Getting Attention
by Jörn Grote
“I have the solution to the Fermi Paradox,” Takera said.
“You have?” I said with a neutral tone to my voice, not really interested in what he had to say. All I wanted from him was that the fall over. He had reached the state of very very drunk, which was the state in which he was most annoying, but I didn’t know how much longer Takera would last.
“Yes, I told you that I have recently changed jobs. I work now for the SETC,” he said.
“You mean SETI.”
“No, SETC, Search for Extra-Terrestrial Computation. Initial searches have already found about six hundred units of the KSS3 type, and we guess there are many more, not to mention all the KSS2’s and KSS1’s, but those are harder to locate.”
I looked up from my bottle. I’d have to look into SETC. It must have been a very recent development, because I hadn’t yet heard of it. “KSS3?” I asked.
“Yeah, Kardashev type III solid-state civilizations. They utilize the entire energy output of galaxies to power their computations. And they’ve used all the matter of their home galaxy to build a solid-state front. They all probably exist only as uploaded minds any more. No flesh and blood or bones anywhere.”
“That,” I said,” doesn’t solve the Fermi Paradox. If these aliens are all out there, why don’t they come here?”
“Ha,” Takera said, smiling like the Cheshire Cat from Alice in Wonderland. I wondered if he would vanish if I drank more. “We do not — and by ‘we’ I mean humanity — warrant enough attention.”
“We don’t?” I was surprised. “You mean they don’t like us? None of them does?”
“No, no,” Takera shook his head. “Not like that. KSS3 civilizations are driven by an economy of attention. Everything we have they probably have in abundance, and way more advanced: science, technology, art. There are probably countless beginner civilizations out there, begging for attention from the KSS3’s.
“And because they have everything we want, they could easily solve any of our problems with their technology. Immortality and everlasting youth would be easy to achieve with their help.

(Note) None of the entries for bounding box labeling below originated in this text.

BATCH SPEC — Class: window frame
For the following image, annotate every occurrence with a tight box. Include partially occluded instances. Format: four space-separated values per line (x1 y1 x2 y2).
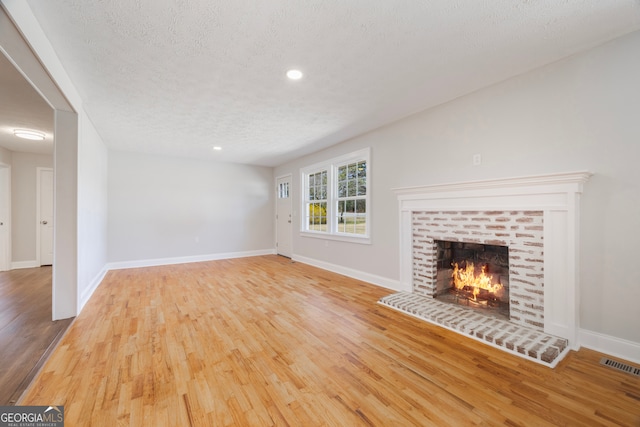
300 148 372 244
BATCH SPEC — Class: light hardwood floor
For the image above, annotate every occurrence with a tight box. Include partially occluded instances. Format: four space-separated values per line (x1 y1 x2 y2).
20 256 640 426
0 267 71 406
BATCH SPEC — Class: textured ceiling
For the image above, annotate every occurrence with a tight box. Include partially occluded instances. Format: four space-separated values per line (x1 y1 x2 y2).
7 0 640 166
0 52 53 154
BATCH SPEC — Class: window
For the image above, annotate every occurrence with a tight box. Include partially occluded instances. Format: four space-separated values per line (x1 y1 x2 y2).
301 149 370 243
278 182 289 199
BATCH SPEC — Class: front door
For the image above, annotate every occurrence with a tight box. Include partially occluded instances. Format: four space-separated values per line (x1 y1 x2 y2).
276 175 293 258
38 168 53 265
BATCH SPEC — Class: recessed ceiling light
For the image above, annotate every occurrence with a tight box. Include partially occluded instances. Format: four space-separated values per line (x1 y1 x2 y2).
287 70 303 80
13 129 45 141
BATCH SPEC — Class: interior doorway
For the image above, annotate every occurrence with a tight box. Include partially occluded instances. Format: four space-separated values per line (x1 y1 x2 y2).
276 175 293 258
0 163 11 271
36 168 53 266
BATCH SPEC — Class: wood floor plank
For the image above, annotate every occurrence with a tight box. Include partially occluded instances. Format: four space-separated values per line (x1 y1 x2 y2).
20 256 640 426
0 267 72 406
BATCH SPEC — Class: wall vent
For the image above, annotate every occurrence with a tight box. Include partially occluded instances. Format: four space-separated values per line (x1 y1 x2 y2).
600 357 640 377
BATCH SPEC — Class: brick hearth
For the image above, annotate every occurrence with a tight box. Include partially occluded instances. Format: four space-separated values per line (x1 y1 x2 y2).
378 292 569 368
412 210 544 331
388 172 591 367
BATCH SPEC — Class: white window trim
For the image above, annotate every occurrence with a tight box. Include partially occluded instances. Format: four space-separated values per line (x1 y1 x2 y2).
300 148 372 244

“But think of their situation. Countless beginner civilizations begging them to come and give them a shred of their attention, yet none has anything the KSS3’s would want. Why should the KSS3’s divert any attention from the problems they are working on, problems we can’t even begin to comprehend, and come here and give us some of their stuff? I bet they have FTL of a sort, but even for them it must have a certain cost in terms of time, space and energy.”
“So there’s nothing we’re doing that will make them come here?” I asked, knowing that Takera already had the answer or at least believed he had.
“Well, there is one thing they don’t have: human drama, death, misery and love. I bet they still like that stuff, no matter how advanced they are, and we can use it to lure them here. We’re what they can’t be anymore, what even their art can’t give them: authentic, finite lives full of drama.”
“But, I objected, “don’t they know that when they arrive here with their stuff, it would end all that? We would become like them? No more drama.”
Takera looked at me. “Hmm,” he said. And again. “Hmm.” Then he fell over, as I had predicted.
I checked him, but he was out cold. I shook my head. “Takera, Takera my friend, the answer to my question is obvious: when the aliens arrive, only a small handful of humans can receive their gifts. Why do you think the world is in the sorry state it is now, despite all the human achievements in the last century?
“Creating human drama is a profession we Men In Black do not take lightly. But soon we will have leached enough knowledge from the Xanadian data uplink on Mars to begin our own KSS3, right here in the Milky Way. Then the future may be evenly distributed among all of us.”